By Sudhanshu Tripathi - posted Monday, 6 February 2012


Imran Khan is very much in news, not only in Pakistan, but all around the world. As a famous cricketer he was well known, but his new incarnation is as a social and political reformer. He is committed to the cause of social, economic and political development and an agenda of common welfare including expansion of education, elimination of corruption, the end of military-mullah nexus and the establishment of real democracy in Pakistan. He also wants to re-establish good relations with the U.S.

Khan’s particular emphasis is to establish genuine democracy in Pakistan: an idea that is becoming more and more popular each day. He is also deeply concerned with the establishment of a responsible and sensitive government that can achieve a corruption free society and welfare of all. He is hopeful for the end of military’s predominant position and consequent interference in the civilian government of Pakistan. The popular desire for democracy in Pakistan is not exempt to the “Arab Spring” movement that is enveloping the entire Middle East.

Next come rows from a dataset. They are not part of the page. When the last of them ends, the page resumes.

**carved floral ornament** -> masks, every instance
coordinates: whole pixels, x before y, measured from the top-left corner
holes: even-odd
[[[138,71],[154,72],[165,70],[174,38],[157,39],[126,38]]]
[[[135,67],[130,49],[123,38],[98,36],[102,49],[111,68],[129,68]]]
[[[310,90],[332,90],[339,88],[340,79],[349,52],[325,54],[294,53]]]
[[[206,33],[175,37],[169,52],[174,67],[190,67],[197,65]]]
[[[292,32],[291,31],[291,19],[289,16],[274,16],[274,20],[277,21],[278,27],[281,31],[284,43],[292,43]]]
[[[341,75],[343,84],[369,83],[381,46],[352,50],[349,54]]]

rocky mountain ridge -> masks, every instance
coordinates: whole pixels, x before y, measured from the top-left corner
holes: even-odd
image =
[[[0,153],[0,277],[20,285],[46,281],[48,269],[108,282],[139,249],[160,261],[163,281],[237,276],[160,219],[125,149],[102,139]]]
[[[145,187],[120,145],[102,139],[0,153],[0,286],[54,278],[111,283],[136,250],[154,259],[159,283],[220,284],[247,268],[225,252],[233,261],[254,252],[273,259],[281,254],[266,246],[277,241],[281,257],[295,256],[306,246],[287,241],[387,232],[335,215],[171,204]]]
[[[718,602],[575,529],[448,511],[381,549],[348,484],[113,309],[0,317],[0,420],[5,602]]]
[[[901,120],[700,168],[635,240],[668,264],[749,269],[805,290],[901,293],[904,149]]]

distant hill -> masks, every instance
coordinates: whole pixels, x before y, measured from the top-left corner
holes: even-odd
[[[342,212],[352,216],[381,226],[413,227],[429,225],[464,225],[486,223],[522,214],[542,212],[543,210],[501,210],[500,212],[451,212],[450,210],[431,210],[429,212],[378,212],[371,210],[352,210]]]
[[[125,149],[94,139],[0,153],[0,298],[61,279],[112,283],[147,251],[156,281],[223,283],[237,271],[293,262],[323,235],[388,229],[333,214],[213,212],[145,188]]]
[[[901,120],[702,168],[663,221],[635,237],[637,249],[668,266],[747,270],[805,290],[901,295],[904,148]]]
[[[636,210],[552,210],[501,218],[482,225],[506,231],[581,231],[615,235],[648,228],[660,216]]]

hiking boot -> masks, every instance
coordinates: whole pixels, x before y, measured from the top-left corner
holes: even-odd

Four years after retiring from cricket in 1992, and driven by his heart felt desire to serve the common people and their cause, Imran Khan focused his efforts solely on various social and developmental works. In 1994, he got established a Cancer Hospital under the auspicious of Shaukat Khanum Memorial Trust founded by him in 1991, a charity organisation engaged in several social and humanitarian activities. Established in memory of his beloved mother, who died due to cancer, the hospital is Pakistan's first and only cancer hospital offering 75 per cent free service.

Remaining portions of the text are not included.